Add parallel-letter-frequency

ahans commented 5 months ago

Here's a first version of this exercise to get the discussion started.

The C++-specific parts of the description are still missing. I wanted to wait with writing that until we've reached consensus on the approach.

Since the introduction of the parallel versions of STL algorithms with C++17, I think using that is the most elegant way of solving this exercise. However, to make that work with gcc, TBB needs to be present (without TBB it will just fall back to sequential execution). I added the respective find_package line to CMakeLists.txt, but I'm not sure if that is an acceptable prerequisite here. Using std::thread manually would be the obvious alternative. However, due to the overhead of thread creation, that would only be beneficial for huge texts and in practice one would probably rely on thread pools and avoid the creation of new threads with each call to the function.

I also included a Catch2 benchmark that can be turned on with a define. I have seen Google benchmark used elsewhere. I could switch the benchmark to use that, but I think that since we have Catch2 already available anyway, it makes sense to use its built-in benchmarking tool.

I also thought about how to automatically check that things actually do run in parallel. However, I think there's no robust (let alone portable) way of doing that. So just like the other tracks, we'd have to trust the student implements something that is actually parallel. The unit tests can only check for correct results.

Let me know what you think!

github-actions[bot] commented 5 months ago

Hello. Thanks for opening a PR on Exercism 🙂

We ask that all changes to Exercism are discussed on our Community Forum before being opened on GitHub. To enforce this, we automatically close all PRs that are submitted. That doesn't mean your PR is rejected but that we want the initial discussion about it to happen on our forum where a wide range of key contributors across the Exercism ecosystem can weigh in.

You can use this link to copy this into a new topic on the forum. If we decide the PR is appropriate, we'll reopen it and continue with it, so please don't delete your local branch.

If you're interested in learning more about this auto-responder, please read this blog post.

Note: If this PR has been pre-approved, please link back to this PR on the forum thread and a maintainer or staff member will reopen it.

vaeng commented 5 months ago

Hey there,

thank you for the PR. Lots of good ideas.

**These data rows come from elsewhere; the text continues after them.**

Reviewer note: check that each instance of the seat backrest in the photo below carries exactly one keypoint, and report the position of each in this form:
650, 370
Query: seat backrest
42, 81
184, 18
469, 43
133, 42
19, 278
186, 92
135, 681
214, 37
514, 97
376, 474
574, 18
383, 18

You raise a lot of valid points. I think this would be best done in an approach and an article. We have 20 seconds per execution on the test-runner. This includes spinning up the docker container, compiling the code and the tests and converting the results to json.

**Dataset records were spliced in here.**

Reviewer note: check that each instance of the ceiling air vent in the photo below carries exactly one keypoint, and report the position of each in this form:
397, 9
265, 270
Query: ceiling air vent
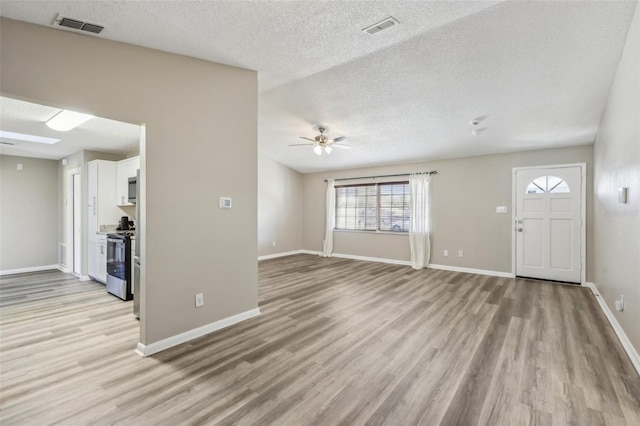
77, 24
382, 25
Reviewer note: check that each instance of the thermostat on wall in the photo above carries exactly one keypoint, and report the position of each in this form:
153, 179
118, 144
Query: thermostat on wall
225, 202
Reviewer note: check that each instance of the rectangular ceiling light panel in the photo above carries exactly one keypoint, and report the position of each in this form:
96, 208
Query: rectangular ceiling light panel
66, 120
27, 138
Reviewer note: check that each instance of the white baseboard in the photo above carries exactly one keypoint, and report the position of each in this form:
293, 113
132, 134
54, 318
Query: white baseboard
153, 348
273, 256
622, 336
472, 270
408, 263
30, 269
371, 259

I would rather not run benchmarks in that timeframe. Currently, with test runner v3 there is no interface to display timing information back to the user.

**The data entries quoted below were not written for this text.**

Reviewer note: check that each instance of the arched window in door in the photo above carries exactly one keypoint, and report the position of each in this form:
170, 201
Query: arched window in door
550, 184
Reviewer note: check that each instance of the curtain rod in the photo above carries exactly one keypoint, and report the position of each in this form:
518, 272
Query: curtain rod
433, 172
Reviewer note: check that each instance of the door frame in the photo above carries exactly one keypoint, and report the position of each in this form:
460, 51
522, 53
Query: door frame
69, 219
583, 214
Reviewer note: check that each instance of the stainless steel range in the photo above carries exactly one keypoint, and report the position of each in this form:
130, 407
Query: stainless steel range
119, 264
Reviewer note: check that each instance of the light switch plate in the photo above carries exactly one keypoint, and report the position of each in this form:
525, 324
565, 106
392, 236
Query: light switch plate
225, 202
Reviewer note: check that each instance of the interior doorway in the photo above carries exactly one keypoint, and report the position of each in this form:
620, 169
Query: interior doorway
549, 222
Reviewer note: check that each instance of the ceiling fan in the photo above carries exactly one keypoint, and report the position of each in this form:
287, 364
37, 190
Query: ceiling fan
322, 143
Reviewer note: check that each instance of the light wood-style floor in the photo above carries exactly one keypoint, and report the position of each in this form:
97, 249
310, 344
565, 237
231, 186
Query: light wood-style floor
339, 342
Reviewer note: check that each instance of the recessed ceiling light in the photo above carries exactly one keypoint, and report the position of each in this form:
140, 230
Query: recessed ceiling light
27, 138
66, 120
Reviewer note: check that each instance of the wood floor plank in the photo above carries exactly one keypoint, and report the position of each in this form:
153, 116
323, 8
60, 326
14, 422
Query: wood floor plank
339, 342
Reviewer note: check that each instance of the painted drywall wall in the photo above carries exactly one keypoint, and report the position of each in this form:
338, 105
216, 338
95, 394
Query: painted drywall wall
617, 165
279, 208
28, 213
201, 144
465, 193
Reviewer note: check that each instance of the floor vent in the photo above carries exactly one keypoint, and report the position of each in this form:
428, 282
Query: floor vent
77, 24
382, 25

All tests use Catch2 v3 on the test-runner. So if we would switch to gtests or something else, we would have to change the test-runner, which I would rather not do for a single exercise.

As with many other exercises, we cannot force students to do a "correct" implementation, if the incorrect (non-parallel) thing has the same results for the unit tests.

ahans commented 5 months ago

You raise a lot of valid points. I think this would be best done in an approach and an article. We have 20 seconds per execution on the test-runner. This includes spinning up the docker container, compiling the code and the tests and converting the results to json.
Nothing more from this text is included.